大注目の【第10回角川つばさ文庫小説賞《特別賞》受賞作】をどこよりも早くヨメルバで大公開! 
アンケートもあるので、ぜひ、連載を読んで、みんなの感想を聞かせてね!
『学校の怪異談 真堂レイはだませない』は2022年12月14日発売予定です! お楽しみに♪

表紙・もくじページ

【2-3 呪われてしまったの! 怪文書が、こんなにも!】

 あいかわらず人がいない図書室に、わたしと先輩の足音がひびく。

 窓から入る春風が、カーテンをやさしくふくらませ、先輩の髪をそっとなでた。

「春の匂(にお)いだ」

 先輩がボソリと言う。

「わからないかい? 春の匂い」

 独(ひと)り言(こと)かと思ったけれど、わたしに話しかけていたらしい。

「なんとなく、わかる気がします。
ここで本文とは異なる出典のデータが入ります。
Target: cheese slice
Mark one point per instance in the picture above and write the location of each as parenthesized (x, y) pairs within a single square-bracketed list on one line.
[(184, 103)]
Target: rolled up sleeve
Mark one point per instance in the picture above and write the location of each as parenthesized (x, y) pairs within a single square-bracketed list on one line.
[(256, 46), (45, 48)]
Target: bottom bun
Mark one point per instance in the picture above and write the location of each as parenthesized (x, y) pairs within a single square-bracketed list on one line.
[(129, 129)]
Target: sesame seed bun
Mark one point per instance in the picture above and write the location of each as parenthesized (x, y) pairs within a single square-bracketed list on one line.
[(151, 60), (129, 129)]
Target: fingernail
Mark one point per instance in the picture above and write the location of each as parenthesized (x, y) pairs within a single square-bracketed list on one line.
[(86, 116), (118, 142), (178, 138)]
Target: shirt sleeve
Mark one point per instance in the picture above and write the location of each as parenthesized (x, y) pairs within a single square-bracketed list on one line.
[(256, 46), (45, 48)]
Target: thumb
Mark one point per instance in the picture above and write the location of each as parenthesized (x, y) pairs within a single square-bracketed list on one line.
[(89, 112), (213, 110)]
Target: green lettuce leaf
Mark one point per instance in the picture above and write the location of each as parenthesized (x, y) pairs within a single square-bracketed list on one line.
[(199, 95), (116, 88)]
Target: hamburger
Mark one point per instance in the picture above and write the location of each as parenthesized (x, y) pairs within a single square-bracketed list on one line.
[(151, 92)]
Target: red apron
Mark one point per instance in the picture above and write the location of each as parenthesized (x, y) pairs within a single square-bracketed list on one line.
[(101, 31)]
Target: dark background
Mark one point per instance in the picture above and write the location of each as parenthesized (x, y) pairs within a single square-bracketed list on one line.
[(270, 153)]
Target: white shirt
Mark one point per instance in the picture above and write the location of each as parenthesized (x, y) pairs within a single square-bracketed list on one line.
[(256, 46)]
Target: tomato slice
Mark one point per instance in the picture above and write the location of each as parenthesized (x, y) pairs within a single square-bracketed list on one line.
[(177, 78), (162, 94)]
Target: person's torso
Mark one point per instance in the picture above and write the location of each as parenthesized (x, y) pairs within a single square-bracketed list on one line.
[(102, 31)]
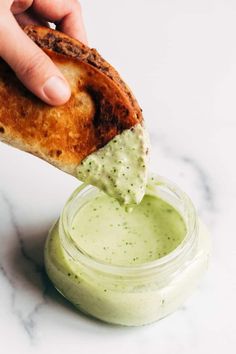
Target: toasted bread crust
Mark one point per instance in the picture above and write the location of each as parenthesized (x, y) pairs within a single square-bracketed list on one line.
[(61, 43), (99, 108)]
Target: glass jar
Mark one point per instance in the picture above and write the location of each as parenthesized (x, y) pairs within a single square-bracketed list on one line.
[(127, 295)]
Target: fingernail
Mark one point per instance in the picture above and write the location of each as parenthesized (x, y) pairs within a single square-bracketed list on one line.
[(56, 90)]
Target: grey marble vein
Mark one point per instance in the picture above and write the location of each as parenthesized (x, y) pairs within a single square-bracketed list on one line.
[(28, 322), (203, 179)]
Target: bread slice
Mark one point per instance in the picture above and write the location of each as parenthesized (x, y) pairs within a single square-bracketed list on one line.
[(101, 105)]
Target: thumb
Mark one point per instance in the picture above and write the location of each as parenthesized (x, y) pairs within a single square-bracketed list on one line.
[(32, 66)]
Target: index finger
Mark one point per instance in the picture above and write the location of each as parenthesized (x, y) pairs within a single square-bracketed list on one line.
[(66, 14)]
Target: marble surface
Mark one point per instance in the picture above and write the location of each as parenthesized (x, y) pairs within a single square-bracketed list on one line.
[(180, 59)]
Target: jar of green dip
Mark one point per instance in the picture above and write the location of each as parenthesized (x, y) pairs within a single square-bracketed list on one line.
[(127, 267)]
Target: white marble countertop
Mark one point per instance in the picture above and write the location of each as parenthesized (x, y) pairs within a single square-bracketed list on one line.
[(180, 59)]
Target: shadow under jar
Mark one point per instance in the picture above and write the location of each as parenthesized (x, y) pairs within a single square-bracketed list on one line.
[(100, 258)]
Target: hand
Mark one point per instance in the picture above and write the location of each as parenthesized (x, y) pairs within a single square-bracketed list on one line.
[(32, 66)]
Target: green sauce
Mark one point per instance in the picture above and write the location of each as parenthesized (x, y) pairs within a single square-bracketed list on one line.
[(106, 231), (120, 168)]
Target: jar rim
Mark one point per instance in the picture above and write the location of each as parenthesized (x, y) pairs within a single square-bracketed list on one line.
[(78, 255)]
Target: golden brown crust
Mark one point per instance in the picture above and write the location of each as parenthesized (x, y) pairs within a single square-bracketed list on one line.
[(99, 108)]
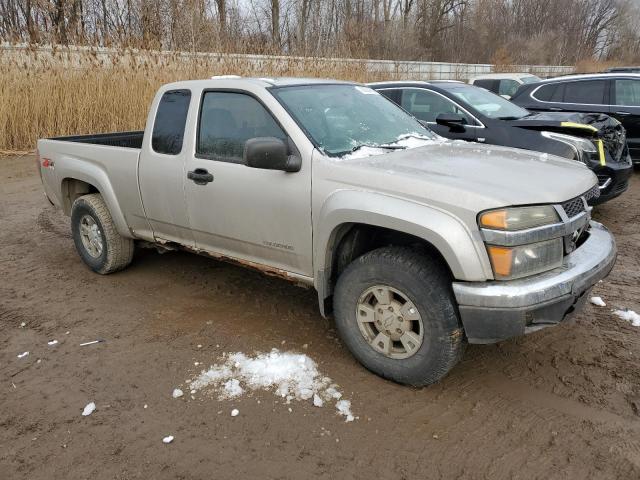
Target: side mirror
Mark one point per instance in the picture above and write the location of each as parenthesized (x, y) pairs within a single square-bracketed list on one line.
[(270, 153), (452, 120)]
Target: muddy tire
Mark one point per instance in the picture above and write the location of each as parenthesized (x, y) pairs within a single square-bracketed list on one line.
[(97, 241), (395, 311)]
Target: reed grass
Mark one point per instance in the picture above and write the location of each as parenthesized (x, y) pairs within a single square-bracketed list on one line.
[(54, 96)]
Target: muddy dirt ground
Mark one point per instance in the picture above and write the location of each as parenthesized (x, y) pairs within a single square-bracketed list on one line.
[(560, 403)]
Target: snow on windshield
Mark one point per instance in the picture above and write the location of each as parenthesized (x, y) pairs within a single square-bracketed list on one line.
[(408, 141)]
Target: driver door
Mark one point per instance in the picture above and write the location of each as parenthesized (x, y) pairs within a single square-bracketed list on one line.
[(261, 216)]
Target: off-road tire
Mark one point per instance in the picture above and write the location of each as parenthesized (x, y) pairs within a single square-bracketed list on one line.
[(427, 284), (117, 251)]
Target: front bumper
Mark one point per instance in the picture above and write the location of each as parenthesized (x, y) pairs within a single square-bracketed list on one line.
[(613, 180), (496, 310)]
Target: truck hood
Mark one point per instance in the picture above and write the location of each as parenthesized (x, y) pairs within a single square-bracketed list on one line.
[(469, 175)]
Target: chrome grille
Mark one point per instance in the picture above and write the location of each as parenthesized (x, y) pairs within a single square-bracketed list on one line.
[(593, 193), (576, 206), (573, 207)]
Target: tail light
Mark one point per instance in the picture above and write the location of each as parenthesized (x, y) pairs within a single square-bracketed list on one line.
[(38, 166)]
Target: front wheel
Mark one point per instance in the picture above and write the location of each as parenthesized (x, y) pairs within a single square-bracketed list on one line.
[(95, 236), (396, 313)]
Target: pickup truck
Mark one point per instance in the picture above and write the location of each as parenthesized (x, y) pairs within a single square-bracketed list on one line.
[(415, 244)]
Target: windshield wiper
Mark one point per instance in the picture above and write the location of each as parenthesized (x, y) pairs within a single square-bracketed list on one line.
[(385, 146)]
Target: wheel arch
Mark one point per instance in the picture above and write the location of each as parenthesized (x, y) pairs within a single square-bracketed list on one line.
[(354, 223), (77, 184)]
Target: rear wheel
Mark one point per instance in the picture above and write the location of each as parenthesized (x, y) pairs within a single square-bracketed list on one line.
[(395, 311), (95, 236)]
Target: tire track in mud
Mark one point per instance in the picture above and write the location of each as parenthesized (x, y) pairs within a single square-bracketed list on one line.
[(58, 226)]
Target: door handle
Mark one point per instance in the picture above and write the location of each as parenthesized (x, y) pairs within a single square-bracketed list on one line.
[(200, 176)]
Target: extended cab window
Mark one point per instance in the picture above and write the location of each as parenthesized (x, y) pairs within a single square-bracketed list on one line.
[(628, 93), (554, 92), (426, 105), (591, 91), (508, 87), (227, 121), (171, 117)]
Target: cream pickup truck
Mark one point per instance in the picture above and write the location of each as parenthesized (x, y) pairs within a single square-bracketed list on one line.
[(415, 244)]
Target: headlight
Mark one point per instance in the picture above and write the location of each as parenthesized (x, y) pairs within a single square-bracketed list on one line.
[(578, 144), (516, 262), (519, 218), (510, 261)]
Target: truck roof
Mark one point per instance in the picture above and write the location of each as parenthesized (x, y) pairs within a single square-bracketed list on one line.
[(264, 82)]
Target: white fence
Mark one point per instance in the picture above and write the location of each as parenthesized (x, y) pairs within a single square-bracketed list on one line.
[(78, 57)]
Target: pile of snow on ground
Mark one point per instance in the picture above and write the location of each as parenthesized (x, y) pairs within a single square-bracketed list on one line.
[(292, 376), (630, 316)]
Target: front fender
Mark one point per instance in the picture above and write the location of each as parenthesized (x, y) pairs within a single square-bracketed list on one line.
[(79, 169), (465, 256)]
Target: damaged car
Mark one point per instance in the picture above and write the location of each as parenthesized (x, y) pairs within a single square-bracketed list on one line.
[(464, 112)]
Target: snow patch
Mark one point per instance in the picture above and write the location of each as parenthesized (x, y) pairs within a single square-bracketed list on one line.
[(630, 316), (89, 409), (291, 376), (344, 408), (177, 393), (409, 141)]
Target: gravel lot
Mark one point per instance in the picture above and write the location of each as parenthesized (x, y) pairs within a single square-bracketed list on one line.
[(560, 403)]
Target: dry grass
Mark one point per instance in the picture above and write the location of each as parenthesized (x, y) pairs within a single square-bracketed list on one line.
[(45, 97)]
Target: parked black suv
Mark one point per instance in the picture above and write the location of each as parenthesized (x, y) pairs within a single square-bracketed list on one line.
[(616, 94), (456, 110)]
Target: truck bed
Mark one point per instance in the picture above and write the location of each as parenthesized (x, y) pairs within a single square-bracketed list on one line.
[(132, 139)]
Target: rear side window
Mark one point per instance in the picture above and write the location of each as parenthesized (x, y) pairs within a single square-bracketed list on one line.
[(426, 105), (586, 91), (491, 85), (227, 121), (628, 93), (171, 117)]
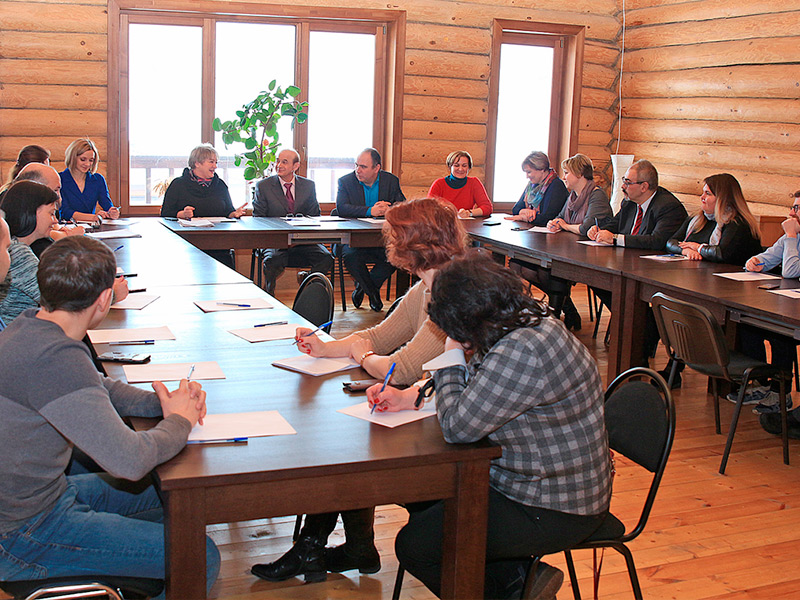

……えっと、春、好きなんですか?」

「好きだよ。春も夏も秋も冬も。衣食住が足りていて、将来になんの不安もないなら、どんな季節も好きだ」

 予想外の答えに、うまく反応できない。

柊(しゅう)は春、好き?」

「そ、そうですね、けっこう好きです。とくに明け方の、空気が澄(す)んでいる時間は」

「春は曙(あけぼの)、か」

「でも、その時間帯に起きるのって、大変なんですよね」

「春眠(しゅんみん)暁(あかつき)を覚えず」

「そもそもわたしは低血圧で、朝は苦手で。なにかこう、パッと起きられる薬でも発売してくれると助かるのですが。いわば睡眠薬(すいみんやく)の逆バージョン」

「睡眠の逆、覚醒(かくせい)……覚醒薬?」


「やめましょうか」

 ハハハ、と先輩は無邪気(むじゃき)に笑った。

小山内(おさない)さん水橋(みずはし)さん、ふたりともいい子そうだった」

「え、え?」

 どうやら、話が変わったらしい。唐突(とうとつ)すぎて、混乱する。

「そう、ですね、ほんとうに、いい友人です」

「柊はさ、恋人はいないの?」

「うへっ!? い、いるわけないですよっ……!」

 話の展開が、ほんとわからない!

「いるわけないんだ?」

 先輩が興味(きょうみ)深そうに聞く。

「わたしとつきあいたい人なんて、いるわけないです」

「そうかな、人間なんて星の数ほどいるんだし」

 星に、手は届きません。

「……星といえば、わたしにとって恋人って、流れ星とか四つ葉のクローバーに近いんです」

「流れ星? クローバー? そんなの、ふつうにあるじゃないか」

「そう、ふつうにあるんです。ほかの人には。みんなが流れ星に気づいても、わたしはいつも見逃して。四つ葉のクローバーだと思ってよろこんでいたら、よく似たカタバミで。ないんです。みんなにはあっても、わたしには、ない」

 わたしの人生、そんなんばっかし。

「だから、わたしに恋人ができるなんて、天地がひっくり返ってもありえません」

「天地、ね。地動説だって、はじめは否定(ひてい)されていたけど」

 そう言うと、先輩は、流れ星はもともと不吉とされていたとか、カタバミは海外では幸運の象徴(しょうちょう)とされているだとか、雑学を教えてくれた。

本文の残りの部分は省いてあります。